The present invention relates to antennas and more particularly to a technique for stowing an antenna in a reduced volume while automatically deploying the antenna to a desired length during activation of a wireless device.
Many contemporary communications and navigation products have been developed that rely on earth-orbiting satellites to provide necessary communications and navigation signals. Examples of such products include satellite navigation systems, satellite tracking and locator systems, and communications systems which rely on satellites to relay the communications signals from one station to another. Such satellites can form part of various types of known satellite constellations and operate at various orbital altitudes, such as Low Earth Orbit (LEO), Medium Earth Orbit (MEO), or in geosynchronous orbit.
Advances in electronics in the areas of packaging, power consumption, miniaturization, and production, have generally resulted in the availability of such products in a portable package at a price point that is attractive for many commercial and individual consumers.
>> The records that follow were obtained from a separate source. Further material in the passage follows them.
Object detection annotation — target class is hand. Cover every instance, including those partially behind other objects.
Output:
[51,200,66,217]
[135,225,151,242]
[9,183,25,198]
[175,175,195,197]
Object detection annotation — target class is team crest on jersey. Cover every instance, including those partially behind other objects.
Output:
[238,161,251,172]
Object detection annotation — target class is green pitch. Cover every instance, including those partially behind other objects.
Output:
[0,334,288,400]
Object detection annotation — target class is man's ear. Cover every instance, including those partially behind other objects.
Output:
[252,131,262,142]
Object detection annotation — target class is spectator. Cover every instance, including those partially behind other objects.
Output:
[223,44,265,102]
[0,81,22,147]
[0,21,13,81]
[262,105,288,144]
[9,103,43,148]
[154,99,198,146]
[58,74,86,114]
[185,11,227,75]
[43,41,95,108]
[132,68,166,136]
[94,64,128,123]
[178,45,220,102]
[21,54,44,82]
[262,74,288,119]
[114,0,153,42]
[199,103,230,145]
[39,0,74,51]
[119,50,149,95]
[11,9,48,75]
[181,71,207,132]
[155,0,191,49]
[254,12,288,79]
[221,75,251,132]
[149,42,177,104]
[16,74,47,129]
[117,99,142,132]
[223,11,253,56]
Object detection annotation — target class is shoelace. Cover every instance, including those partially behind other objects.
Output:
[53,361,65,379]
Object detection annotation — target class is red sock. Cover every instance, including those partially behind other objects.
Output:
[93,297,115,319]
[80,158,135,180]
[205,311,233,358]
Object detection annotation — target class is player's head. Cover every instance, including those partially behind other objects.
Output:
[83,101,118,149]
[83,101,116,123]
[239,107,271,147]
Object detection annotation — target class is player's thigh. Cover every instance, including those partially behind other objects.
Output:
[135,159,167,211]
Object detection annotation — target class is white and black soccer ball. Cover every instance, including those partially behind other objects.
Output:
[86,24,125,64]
However, one area in which further development is needed is the antenna used to provide communications with satellites. Typically, antennas suitable for use in the appropriate frequency range are larger than would be desired for use with a portable device. Often times, the antennas are implemented using microstrip technology. However, in such antennas, the feed networks are often larger than would be desired or exhibit unwanted characteristics.
Additionally, in applications where transmit and receive communications occur at different frequencies, dual-band antennas are often available only in less than desirable configurations. For example, one way in which a dual band antenna can be made is to stack two single-band quadrifilar helix antennas end-to-end, so that they form a single, common axis cylinder. A disadvantage of this solution, however, is that such an antenna is longer than would otherwise be desired for portable, or hand-held applications.
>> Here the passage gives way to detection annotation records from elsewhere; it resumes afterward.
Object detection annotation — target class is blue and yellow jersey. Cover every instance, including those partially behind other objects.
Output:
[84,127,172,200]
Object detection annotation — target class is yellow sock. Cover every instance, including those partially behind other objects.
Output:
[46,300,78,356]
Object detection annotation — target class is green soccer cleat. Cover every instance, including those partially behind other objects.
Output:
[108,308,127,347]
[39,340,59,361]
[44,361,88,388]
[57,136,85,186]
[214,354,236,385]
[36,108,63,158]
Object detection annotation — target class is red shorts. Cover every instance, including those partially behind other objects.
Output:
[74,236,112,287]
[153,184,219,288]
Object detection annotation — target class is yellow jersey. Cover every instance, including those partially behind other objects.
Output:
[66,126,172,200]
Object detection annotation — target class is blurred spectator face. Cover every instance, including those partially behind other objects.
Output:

Another technique for providing dual-band performance has been to utilize two single band antennas, one tuned for each frequency. However, for hand-held units, the two antennas would have to be located in close proximity to one another. Unfortunately, two single band antennas, placed in close proximity on a portable, or hand-held device, create a bulky and unaesthetic unit, which is also undesirable. At the same time, when using satellite repeaters for signal transfer, the communications signals are circularly polarized, or become so through interaction with the atmosphere, and an antenna having good circular polarization is desired.
It has been discovered that antenna structures can be mounted on base support structures that rotate or bases that fold or "flip" the antenna into a deployed position above the telephone. However, such structures still consume more space than is desired, due in part to the length of the antenna elements, and provide complicated mechanical structures across which electrical connections to the antenna elements must be completed.
What is needed therefore, is an antenna in a small enough package such that it is suitable for portable and/or hand-held applications. It is also desirable that the feed structure for the antenna be reduced to a single input connection for many applications.